Имеем ли мы право заподозрить священную летопись, доведенную последним стихом своим до 63 года, почти что к самой эре римского пожара и предполагаемого Неронова гонения, в некоторой тенденциозности изложения фактов, в предвзятом романофильстве, в стремлении возвысить «языки», просвещенные апостолом Павлом, над косным и фанатическим иудейством, его отвергнувшим? Я думаю, что такой тенденции не может быть в книге, приписываемой преданием евангелисту Луке, свидетелю и участнику из св. Павла, современнику гонения, если было таковое. Легенда, соединенная с авторским именем, должна комбинировать это имя и свое содержание в психологическую вероятность.
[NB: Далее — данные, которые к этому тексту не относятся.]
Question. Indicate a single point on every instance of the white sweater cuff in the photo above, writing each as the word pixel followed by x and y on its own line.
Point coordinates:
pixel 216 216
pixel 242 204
Человек, переживший ужасы несправедливого преследования, может простить своим врагам, но вряд ли в состоянии, да и не имеет нравственного права выставлять их своей пастве лучшими, чем они суть на самом деле: это значило бы рекомендовать овцам волков, как надежнейших заступников в бедах, — легкомыслие, невообразимое в авторе двух священных книг, благоговение к которым издревле обще всем христианским церквям и почти что современно самому христианству. Можем ли мы сейчас вообразить себе, чтобы какой-либо еврей, переживший кишиневский погром, писал с уважением и аттестацией справедливости и законности о правительстве фон-Плеве? Мыслимо ли, чтобы армянин, переживший неистовства курдов, относился с мягкостью и одобрением к режиму Абдул-Гамида и изображал хорошими людьми его пашей и офицерство «гами- диэ”? Или — чтобы армянский же епископ написал апологетическую историю «голицынского режима» на Кавказе? Если же, паче чаяния и возможности, романофильская тенденция в «Деяниях» все-таки существуют, и оказалось вполне удобным соединить ее с авторским именем, священным в памяти первых христиан, то приходится либо изумиться прочности ее, пережившей даже ужасы Нерона, либо предложить, что ужасы эти были не так уже грозны, как сложилась о них впоследствии легенда, и на евангелиста они особенно сильного впечатления не произвели.

Итак, обозрение канонически документированных легенд христианского писания доказательно устанавливает, что:

1. До 64 года христианство находило в правительстве римском и представителях его, от конвойного офицера до военного министра и главнокомандующего императорской гвардией включительно, очень широкую принципиальную терпимость, а иногда даже защиту и покровительство.

2. Исключения из этого правила были редки и возникали лишь под сильным давлением господствующей иудейской церкви; перед глазами закона или имевшего силу закона международного обычая римского подобные случаи являлись правонарушениями, вмешательством в дело чужой компетенции, почему допускались только дурными чиновниками, слабодушными, как Пилат, либо мздоимцами, как Феликс, или же имели характер судебной либо административной ошибки.

3. Все частно возникавшие отношения между христианскими учителями и римскими воинами и чиновниками, не исключая даже Пилата и Феликса, носят неизменный отпечаток доброжелательства вторых к первым, иной раз даже большего, чем наоборот — первых ко вторым.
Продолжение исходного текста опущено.